Melting of a porous medium saturated with water near its density maximum

Abstract

We report on an experimental and theoretical study of a liquid-saturated porous medium in a test cell with large dimensions, instrumented with a grid of 100 thermocouples. Well characterized, uniform-size glass beads with a nominal diameter of 0.6 cm have been chosen as the porous medium to facilitate the modelling of the transport processes in both the liquid and frozen regions. Experiments have been conducted to determine the variation of temperature as a function of position and time when a melting front initiated at the top of the test cell propagates downward. In these experiments, the water-saturated frozen porous medium is heated from above through the sudden imposition of a constant high-temperature boundary condition (i.e.

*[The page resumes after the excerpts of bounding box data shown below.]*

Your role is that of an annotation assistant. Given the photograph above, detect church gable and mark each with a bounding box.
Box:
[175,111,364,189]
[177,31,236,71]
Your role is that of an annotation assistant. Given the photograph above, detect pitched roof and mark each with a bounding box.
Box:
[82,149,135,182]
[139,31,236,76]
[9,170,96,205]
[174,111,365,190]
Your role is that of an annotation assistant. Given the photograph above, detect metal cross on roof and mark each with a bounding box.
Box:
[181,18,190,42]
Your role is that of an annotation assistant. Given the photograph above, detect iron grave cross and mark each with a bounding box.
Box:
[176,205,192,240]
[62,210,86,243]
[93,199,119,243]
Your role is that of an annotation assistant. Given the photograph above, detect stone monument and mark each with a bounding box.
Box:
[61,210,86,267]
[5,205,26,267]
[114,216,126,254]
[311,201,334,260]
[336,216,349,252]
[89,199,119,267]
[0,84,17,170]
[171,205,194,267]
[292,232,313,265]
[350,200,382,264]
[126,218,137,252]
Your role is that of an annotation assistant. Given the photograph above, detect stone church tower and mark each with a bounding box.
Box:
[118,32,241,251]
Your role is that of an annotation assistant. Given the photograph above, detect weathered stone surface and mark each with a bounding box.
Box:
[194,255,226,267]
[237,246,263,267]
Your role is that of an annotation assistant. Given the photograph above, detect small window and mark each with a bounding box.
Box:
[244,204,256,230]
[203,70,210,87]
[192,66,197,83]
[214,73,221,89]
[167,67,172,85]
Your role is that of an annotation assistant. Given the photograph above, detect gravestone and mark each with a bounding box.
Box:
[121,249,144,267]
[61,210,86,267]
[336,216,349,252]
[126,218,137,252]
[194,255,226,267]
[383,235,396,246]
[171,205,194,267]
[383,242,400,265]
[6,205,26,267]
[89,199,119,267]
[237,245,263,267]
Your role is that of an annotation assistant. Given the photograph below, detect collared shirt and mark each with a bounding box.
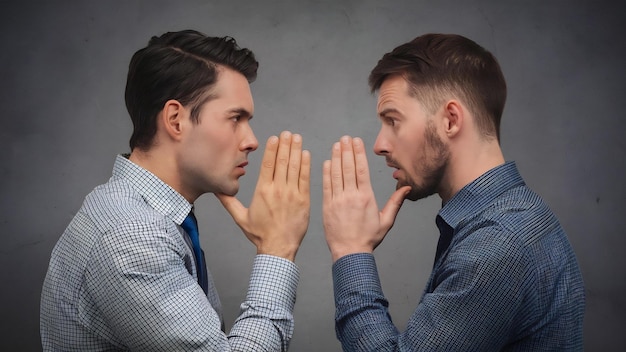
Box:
[333,162,585,351]
[40,156,299,351]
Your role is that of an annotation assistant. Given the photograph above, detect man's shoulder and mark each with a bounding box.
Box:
[79,178,163,232]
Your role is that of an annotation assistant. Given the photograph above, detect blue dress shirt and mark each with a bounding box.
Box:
[333,162,585,351]
[40,156,299,351]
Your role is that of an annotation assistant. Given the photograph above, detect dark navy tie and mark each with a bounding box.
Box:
[181,211,209,294]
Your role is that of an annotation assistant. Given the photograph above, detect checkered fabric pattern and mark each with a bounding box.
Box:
[333,162,585,351]
[40,155,299,351]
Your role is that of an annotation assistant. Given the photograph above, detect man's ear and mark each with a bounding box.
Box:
[444,100,466,138]
[160,99,186,140]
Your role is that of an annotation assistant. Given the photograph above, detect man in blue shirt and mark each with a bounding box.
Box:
[323,34,585,351]
[40,31,311,352]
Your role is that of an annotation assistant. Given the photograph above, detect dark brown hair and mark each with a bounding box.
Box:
[125,30,259,150]
[369,34,506,141]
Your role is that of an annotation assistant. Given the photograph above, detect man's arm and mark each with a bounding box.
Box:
[333,228,536,351]
[322,136,410,351]
[217,132,311,351]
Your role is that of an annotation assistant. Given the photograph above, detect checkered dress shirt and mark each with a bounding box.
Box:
[40,156,299,351]
[333,162,585,351]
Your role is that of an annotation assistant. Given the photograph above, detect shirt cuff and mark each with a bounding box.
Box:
[246,254,300,310]
[333,253,383,302]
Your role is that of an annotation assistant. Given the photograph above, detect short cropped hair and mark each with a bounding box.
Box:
[369,34,506,141]
[125,30,259,150]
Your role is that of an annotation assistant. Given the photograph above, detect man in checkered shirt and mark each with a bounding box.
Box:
[323,34,585,351]
[40,30,310,351]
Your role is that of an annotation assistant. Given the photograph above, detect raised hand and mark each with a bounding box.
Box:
[322,136,411,262]
[216,131,311,261]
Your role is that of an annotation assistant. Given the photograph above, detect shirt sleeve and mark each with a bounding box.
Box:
[333,237,532,351]
[86,221,298,351]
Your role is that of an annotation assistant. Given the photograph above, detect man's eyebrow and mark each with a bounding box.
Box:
[378,108,400,117]
[228,108,252,119]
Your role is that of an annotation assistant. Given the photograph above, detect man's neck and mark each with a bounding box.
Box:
[439,140,505,203]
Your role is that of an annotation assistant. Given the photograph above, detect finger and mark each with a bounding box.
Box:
[274,131,291,183]
[380,186,411,232]
[298,150,311,197]
[322,160,333,203]
[287,134,302,187]
[352,137,372,189]
[215,193,248,226]
[258,136,278,183]
[341,136,357,190]
[330,142,343,196]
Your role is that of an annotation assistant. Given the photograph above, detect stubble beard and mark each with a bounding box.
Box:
[396,121,450,201]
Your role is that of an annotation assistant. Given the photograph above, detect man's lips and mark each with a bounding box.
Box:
[387,162,400,180]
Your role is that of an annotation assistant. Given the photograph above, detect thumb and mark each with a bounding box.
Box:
[380,186,411,232]
[215,193,248,225]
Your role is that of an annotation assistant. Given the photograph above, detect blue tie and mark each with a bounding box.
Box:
[181,211,209,294]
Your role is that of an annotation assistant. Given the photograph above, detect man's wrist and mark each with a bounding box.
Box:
[330,246,374,263]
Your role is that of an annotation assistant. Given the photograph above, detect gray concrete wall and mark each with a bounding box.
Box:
[0,0,626,351]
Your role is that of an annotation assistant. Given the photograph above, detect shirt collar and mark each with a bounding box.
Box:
[438,161,524,228]
[113,154,192,225]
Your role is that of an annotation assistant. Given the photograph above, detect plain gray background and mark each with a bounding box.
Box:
[0,0,626,351]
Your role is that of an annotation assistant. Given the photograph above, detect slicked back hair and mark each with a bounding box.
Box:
[369,34,506,141]
[125,30,259,150]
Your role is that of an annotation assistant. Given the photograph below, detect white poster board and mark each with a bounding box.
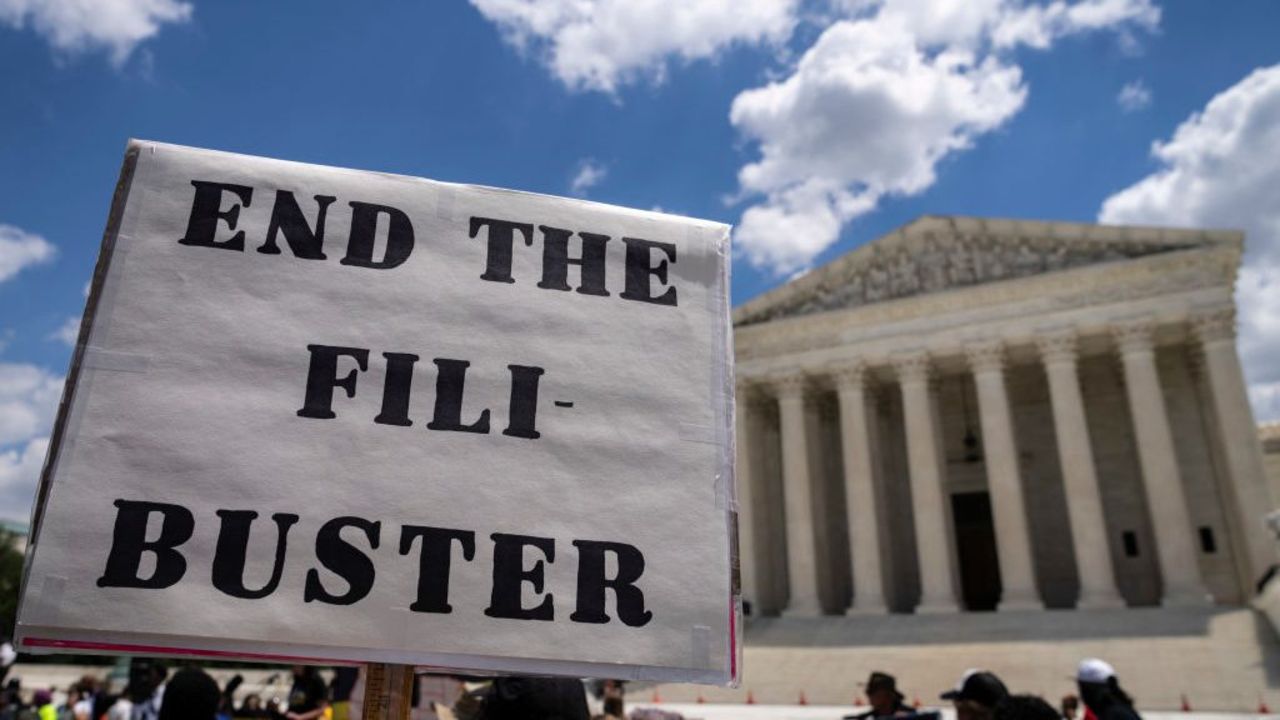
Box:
[18,141,740,683]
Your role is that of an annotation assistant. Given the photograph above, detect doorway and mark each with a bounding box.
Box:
[951,492,1001,611]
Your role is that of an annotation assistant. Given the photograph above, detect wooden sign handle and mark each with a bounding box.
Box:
[364,662,413,720]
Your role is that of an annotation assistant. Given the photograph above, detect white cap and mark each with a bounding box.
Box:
[1075,657,1116,684]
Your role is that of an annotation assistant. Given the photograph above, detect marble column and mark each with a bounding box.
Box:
[773,373,822,618]
[1112,322,1211,606]
[733,380,760,614]
[895,352,960,614]
[965,342,1044,610]
[833,363,887,614]
[1192,307,1276,591]
[1037,331,1124,609]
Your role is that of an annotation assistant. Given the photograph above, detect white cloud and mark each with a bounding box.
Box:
[0,0,192,67]
[730,0,1160,275]
[1098,65,1280,420]
[471,0,799,92]
[1116,79,1151,113]
[0,222,56,282]
[0,363,63,447]
[0,437,49,521]
[49,318,79,347]
[568,158,609,196]
[0,363,63,520]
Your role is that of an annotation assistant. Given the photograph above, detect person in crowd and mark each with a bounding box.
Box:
[992,694,1061,720]
[596,697,627,720]
[942,669,1008,720]
[32,691,58,720]
[1062,694,1080,720]
[480,676,590,720]
[54,683,81,720]
[232,694,271,719]
[106,688,133,720]
[125,659,169,720]
[845,670,915,720]
[329,666,360,720]
[70,675,100,720]
[1075,657,1142,720]
[157,667,223,720]
[284,665,329,720]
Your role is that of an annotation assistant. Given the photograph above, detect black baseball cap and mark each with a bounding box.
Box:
[863,670,902,700]
[942,670,1009,707]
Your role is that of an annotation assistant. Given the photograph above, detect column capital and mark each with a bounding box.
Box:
[1110,318,1156,355]
[1190,305,1235,345]
[769,372,809,400]
[1036,328,1078,365]
[892,350,933,383]
[828,357,870,391]
[964,340,1005,374]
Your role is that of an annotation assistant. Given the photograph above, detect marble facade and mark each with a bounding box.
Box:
[733,217,1280,616]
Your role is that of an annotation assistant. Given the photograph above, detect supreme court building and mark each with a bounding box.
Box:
[733,217,1280,617]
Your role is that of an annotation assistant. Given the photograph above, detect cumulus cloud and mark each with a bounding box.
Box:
[0,437,49,521]
[0,363,63,447]
[49,318,79,347]
[0,0,192,67]
[568,159,609,197]
[730,0,1160,275]
[1116,79,1151,113]
[1098,65,1280,420]
[0,223,56,282]
[471,0,799,92]
[0,363,63,520]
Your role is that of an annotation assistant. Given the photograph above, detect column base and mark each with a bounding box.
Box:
[782,606,822,618]
[915,601,960,615]
[1160,589,1213,607]
[1075,593,1128,610]
[845,601,888,618]
[996,597,1044,612]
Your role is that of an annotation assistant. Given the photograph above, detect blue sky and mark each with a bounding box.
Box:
[0,0,1280,516]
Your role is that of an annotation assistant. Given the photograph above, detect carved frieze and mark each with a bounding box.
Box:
[737,228,1213,327]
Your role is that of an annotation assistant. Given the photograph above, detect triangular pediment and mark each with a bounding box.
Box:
[733,215,1240,325]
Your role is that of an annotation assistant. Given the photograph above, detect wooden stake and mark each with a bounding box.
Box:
[364,662,413,720]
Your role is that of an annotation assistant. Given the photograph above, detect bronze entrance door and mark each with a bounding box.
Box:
[951,492,1001,611]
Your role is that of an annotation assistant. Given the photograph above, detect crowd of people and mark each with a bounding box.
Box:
[0,660,357,720]
[0,659,1140,720]
[845,657,1140,720]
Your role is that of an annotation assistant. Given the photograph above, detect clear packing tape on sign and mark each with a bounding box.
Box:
[17,141,741,684]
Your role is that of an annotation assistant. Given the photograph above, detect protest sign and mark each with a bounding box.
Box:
[18,142,740,683]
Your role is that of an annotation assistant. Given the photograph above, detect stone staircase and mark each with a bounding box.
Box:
[650,607,1280,712]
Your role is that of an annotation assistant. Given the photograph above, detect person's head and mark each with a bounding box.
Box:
[160,667,223,720]
[942,669,1009,720]
[1075,657,1133,715]
[992,694,1060,720]
[124,657,169,702]
[867,671,902,715]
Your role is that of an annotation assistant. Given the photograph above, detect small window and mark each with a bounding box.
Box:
[1201,525,1217,555]
[1120,530,1138,557]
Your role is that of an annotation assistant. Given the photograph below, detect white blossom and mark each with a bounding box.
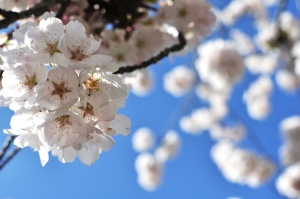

T = 4°C at the top isothermal plate). Throughout the experiments, the mixture of ice and the porous matrix of glass beads is initially at 0°C, sharing the same temperature with the low-temperature bottom isothermal plate. The remaining boundaries have been thermally insulated. The experiments have provided evidence that conduction had been the dominant mode of heat transfer, initially. Comparison between our experiments and an analytically derived solution for front propagation based purely on heat conduction has indicated that at times larger than 25 h, natural convection prevails. The experiments also have suggested the establishment of two, counter-rotating flow circulation loops due to natural convection which move the fluid down along the outside bounding walls and up in the middle portion of the heat-transfer domain. The shape and size of the observed loops change with time as the melting front sweeps through the frozen fully-saturated porous medium.